Within that national picture, Greater Manchester devolution has brought real benefits to Bolton, such as shared elective hub capacity to cut backlogs, region-wide diagnostics collaboration and practical schemes such as the Greater Manchester dental access programme. When our region works together, it saves lives. But we must also be honest: Bolton can disappear into Greater Manchester averages that mask local pressures, and deficit controls and top-slicing can threaten to stall Bolton-specific plans. Yesterday’s meeting of the Bolton locality board warned that the biggest risk facing the system is the financial challenge facing health, and that a region-wide deficit could derail development plans, with an £800,000 shortfall for Bolton itself. My ask is simple: give Bolton its fair share, and do not leave us behind.
When I talk to people in Bolton, they do not ask for miracles; they ask for fairness. They want to know that if their child is sick, someone will answer the phone and give them an appointment, that if their mum needs a scan, it will not take months and that if they work hard and pay their taxes, their town will not be forgotten. For too long, those basic expectations were treated as too much—but not any more. We are now seeing meaningful progress in urgent care, waiting lists and a renewed focus on women’s and children’s health—but progress must be made within Bolton and not around it.
We are a proud town with brilliant NHS staff and a community who show up for each other. Bolton must never be left behind again—not in women’s health, diagnosis or the budget lines that can decide our fate. With the determination of our community, and a Labour Government that back us, we will not be left behind. I look forward to the Minister’s response.
I thank hon. Members from both sides of the House who have taken part in this debate, and I thank the Minister for her response, in which she touched on a broad range of subjects.

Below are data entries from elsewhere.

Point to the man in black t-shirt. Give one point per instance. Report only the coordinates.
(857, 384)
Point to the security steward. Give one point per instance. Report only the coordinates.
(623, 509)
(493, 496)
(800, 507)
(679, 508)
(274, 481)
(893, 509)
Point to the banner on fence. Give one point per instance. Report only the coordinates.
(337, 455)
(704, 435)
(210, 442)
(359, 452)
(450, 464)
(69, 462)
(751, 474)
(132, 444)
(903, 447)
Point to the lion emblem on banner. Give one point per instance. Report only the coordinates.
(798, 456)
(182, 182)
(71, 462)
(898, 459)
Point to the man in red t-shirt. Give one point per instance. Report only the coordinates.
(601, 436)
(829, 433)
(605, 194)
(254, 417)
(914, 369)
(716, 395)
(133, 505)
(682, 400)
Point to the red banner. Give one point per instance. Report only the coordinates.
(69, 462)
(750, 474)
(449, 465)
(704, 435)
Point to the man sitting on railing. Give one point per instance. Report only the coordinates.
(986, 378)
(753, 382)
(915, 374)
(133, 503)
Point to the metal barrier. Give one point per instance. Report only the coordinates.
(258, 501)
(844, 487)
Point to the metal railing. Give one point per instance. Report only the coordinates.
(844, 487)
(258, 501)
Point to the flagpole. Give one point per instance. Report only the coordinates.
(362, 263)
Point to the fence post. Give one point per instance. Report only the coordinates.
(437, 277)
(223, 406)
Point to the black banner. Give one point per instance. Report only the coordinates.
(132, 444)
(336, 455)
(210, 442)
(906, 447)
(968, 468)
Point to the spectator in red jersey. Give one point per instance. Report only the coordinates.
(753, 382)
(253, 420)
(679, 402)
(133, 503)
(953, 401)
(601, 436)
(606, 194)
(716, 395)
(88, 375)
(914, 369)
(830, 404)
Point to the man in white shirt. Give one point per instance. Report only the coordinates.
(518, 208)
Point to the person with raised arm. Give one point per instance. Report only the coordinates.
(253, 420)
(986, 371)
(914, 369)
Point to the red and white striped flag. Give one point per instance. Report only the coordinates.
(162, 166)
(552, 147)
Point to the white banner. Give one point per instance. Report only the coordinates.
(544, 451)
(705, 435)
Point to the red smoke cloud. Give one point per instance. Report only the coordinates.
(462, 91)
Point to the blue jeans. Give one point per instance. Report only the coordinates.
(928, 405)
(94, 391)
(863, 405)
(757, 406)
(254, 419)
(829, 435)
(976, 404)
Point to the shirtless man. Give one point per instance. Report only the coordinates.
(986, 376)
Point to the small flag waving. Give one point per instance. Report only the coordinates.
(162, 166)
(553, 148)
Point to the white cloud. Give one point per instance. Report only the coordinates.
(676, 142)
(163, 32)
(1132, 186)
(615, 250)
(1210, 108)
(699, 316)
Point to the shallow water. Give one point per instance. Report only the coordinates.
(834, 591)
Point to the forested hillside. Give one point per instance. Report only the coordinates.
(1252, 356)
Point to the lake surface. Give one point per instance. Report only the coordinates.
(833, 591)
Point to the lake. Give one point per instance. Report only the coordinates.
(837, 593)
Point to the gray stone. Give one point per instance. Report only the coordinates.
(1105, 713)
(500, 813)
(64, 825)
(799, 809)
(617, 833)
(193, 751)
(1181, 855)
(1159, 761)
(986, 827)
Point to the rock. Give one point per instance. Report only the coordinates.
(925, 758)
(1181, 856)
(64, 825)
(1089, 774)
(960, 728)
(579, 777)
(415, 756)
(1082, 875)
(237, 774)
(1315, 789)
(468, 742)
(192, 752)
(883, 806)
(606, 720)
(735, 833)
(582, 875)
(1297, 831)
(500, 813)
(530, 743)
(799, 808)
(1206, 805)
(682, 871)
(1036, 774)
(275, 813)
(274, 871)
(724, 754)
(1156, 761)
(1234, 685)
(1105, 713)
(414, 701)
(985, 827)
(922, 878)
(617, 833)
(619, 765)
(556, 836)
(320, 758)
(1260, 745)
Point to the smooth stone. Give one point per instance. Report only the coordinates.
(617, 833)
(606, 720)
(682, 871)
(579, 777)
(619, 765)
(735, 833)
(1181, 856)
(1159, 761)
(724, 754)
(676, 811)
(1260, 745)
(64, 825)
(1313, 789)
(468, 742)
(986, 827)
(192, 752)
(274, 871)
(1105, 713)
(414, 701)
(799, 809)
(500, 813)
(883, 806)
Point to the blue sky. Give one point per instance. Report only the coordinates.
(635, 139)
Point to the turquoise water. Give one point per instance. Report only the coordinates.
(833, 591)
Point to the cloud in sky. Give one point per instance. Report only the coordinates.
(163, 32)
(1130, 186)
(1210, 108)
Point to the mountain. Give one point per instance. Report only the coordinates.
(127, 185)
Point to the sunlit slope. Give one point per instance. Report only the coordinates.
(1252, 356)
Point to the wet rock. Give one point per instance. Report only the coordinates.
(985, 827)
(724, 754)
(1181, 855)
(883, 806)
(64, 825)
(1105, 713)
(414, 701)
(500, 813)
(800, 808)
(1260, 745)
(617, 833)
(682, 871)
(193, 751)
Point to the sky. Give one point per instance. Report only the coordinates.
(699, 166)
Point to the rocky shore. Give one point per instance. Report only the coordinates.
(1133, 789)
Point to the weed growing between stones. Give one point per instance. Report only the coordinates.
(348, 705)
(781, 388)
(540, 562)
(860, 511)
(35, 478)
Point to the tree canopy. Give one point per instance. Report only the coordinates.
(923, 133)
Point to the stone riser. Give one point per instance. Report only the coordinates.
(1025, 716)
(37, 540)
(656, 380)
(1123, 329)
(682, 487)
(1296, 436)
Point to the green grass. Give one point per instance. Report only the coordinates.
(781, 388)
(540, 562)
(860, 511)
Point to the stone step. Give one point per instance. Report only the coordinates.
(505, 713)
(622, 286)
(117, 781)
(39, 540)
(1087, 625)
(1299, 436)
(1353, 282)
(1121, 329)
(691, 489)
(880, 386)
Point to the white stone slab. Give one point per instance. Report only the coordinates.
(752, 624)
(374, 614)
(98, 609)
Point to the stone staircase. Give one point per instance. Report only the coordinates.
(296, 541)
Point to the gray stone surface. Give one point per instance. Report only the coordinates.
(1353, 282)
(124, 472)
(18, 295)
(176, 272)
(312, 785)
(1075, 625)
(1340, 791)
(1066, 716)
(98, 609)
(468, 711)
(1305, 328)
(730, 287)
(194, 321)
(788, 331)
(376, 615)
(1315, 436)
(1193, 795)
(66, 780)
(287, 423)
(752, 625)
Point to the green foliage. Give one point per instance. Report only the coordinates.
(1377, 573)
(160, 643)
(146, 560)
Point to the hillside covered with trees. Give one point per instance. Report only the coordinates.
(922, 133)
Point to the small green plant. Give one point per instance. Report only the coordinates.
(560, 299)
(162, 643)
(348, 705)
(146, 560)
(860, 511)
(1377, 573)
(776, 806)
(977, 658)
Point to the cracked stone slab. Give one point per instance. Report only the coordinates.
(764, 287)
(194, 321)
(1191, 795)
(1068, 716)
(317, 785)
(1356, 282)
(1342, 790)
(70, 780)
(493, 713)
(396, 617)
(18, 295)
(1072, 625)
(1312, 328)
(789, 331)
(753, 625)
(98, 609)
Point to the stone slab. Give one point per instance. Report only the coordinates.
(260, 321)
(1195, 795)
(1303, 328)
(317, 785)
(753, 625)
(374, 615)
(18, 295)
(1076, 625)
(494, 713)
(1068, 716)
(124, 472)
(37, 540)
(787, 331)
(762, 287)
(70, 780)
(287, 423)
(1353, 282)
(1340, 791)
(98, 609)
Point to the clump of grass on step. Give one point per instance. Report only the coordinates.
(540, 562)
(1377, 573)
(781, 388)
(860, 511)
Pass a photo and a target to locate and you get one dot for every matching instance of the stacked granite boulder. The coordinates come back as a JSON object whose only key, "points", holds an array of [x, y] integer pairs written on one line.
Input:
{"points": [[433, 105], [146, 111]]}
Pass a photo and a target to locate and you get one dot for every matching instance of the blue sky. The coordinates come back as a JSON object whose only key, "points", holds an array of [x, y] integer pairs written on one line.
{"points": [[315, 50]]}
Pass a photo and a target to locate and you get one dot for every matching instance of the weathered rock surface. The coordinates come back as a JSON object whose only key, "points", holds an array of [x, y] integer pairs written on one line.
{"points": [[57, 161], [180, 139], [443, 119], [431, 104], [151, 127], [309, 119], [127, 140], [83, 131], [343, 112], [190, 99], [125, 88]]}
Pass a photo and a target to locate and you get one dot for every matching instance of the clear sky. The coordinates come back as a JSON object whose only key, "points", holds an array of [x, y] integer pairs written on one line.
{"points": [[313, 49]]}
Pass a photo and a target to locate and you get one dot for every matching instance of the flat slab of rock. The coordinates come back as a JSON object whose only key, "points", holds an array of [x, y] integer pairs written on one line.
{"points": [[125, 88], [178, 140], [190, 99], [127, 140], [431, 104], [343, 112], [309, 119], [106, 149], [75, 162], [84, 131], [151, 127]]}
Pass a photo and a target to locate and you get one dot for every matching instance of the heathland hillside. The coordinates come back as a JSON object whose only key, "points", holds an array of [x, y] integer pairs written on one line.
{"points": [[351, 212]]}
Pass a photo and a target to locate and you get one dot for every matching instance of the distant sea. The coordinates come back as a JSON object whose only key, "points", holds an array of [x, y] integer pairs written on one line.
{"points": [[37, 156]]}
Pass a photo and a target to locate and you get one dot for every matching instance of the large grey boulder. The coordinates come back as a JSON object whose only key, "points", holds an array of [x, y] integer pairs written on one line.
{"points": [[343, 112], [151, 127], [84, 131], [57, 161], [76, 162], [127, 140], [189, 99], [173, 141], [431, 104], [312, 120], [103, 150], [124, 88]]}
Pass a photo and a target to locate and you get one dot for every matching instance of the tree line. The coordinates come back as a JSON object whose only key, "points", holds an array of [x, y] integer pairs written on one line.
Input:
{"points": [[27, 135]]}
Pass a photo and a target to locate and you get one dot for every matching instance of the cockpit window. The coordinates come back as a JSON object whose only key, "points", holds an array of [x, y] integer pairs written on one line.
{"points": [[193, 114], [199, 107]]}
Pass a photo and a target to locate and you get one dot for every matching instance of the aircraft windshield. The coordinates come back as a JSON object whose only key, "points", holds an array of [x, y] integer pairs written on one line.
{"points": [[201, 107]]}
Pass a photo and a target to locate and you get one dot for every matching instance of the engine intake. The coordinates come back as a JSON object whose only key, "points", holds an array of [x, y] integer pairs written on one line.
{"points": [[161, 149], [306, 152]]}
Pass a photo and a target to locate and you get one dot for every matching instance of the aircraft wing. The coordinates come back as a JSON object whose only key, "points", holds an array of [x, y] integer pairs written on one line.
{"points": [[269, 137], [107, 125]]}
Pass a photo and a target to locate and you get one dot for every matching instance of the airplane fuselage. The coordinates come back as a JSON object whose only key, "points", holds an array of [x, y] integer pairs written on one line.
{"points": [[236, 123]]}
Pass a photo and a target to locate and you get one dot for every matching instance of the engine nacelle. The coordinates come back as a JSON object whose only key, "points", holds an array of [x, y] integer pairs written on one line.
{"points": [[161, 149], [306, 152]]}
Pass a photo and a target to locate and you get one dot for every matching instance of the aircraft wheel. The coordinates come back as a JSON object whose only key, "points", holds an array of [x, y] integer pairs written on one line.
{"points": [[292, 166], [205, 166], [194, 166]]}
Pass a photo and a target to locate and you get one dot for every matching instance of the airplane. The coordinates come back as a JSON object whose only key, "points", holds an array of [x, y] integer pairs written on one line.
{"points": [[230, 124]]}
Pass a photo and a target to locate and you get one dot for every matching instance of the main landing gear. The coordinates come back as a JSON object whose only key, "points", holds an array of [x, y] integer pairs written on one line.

I am grateful to the hon. Member for Winchester (Dr Chambers) for highlighting the regional inequalities, which are particularly important, and for touching on the impact of child poverty and the importance of good-quality nutrition. I will not reiterate the impact that the last Conservative Government had on Bolton, but I commend the hon. Member for Hinckley and Bosworth (Dr Evans) for his work on mental health, and specifically men’s mental health, which is such an important area.
Finally, I am incredibly grateful to my hon. Friend the Member for Bolton South and Walkden (Yasmin Qureshi) for her tireless support—the three Bolton MPs have a strong partnership. I was struck by her statement that primary care needs consistency to provide support, not just capacity. That is a strong message.
I am grateful to hear that the Minister has met the CEO of Bolton hospital, and I am pleased to hear that we are making progress, which is being felt. However, I will continue to work with my fellow Bolton MPs to ensure that Bolton is not left behind, and to ensure that we continue to make progress in the right direction.
Question put and agreed to.
Resolved,
That this House has considered healthcare in Bolton.